Come avvenne il salto dalle stoffe alla carta stampata?
Ho sempre amato moltissimo i libri, sin da piccolo, per me rappresentavano il regalo privilegiato. Quando, arrivato a 50 anni, mi chiesi cosa potessi ancora fare senza “piegarmi” a prendere ordini da qualcuno, mi venne naturale pensare a una libreria. L’ho chiamata “Io e i Libri siamo qui”, volevo fare capire che quello non doveva essere un asettico negozio in cui entrare, prendere, pagare e uscire. C’ero io, lì dentro, a disposizione anche solo per confrontarsi, scambiare pareri. L’ho condotta per 21 anni. Poi, un sabato, mentre la chiudevo sentivo di non stare bene.

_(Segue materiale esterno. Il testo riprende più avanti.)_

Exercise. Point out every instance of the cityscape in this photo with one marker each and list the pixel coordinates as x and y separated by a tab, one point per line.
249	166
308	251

Il giorno dopo, al Pronto Soccorso, mi dissero che avevo subito un ictus. Non avevo mai fatto controlli in vita mia e, anche se non ho mai fumato o bevuto, l’ho pagata cara.
Si sono accorti subito tutti della sua assenza… lei apriva anche di domenica e quando le serrande erano abbassate era segno che era andato a caccia di novità.
Andavo tutte le settimane a Padova dai distributori per trovare libri adatti ai miei clienti. Per me era bello acquistare libri di autori non famosi, guidato dalle recensioni, ma soprattutto dalla conoscenza che avevo di chi frequentava la libreria.

Ci racconta un aneddoto?
Un giorno entrò una signora che riconobbi subito, era Michela Murgia, il mio cliente più famoso. Cercava il libro che doveva presentare a Trento. Quando le dissi che volevo omaggiarglielo lei insistette e mi lasciò i 10 euro come pre-pagamento per chi fosse entrato e non avesse avuto soldi: “Gli dica che è un regalo della Murgia”.

Secondo lei i libri hanno ancora un futuro?
Se uno sa fare bene il suo lavoro, i libri non scompariranno.

Ma oggi viviamo in una città in cui se sbagli bar trovi perfino chi si rifiuta di servirti il bicchierino d’acqua col caffè. Questo è fare bene il proprio lavoro?
La città è cambiata in peggio. Tanti negozi chiusi, anche per colpa dei negozianti, di domenica non sai dove andare a mangiare… Ma è bella, ci sto bene e conosco tutti.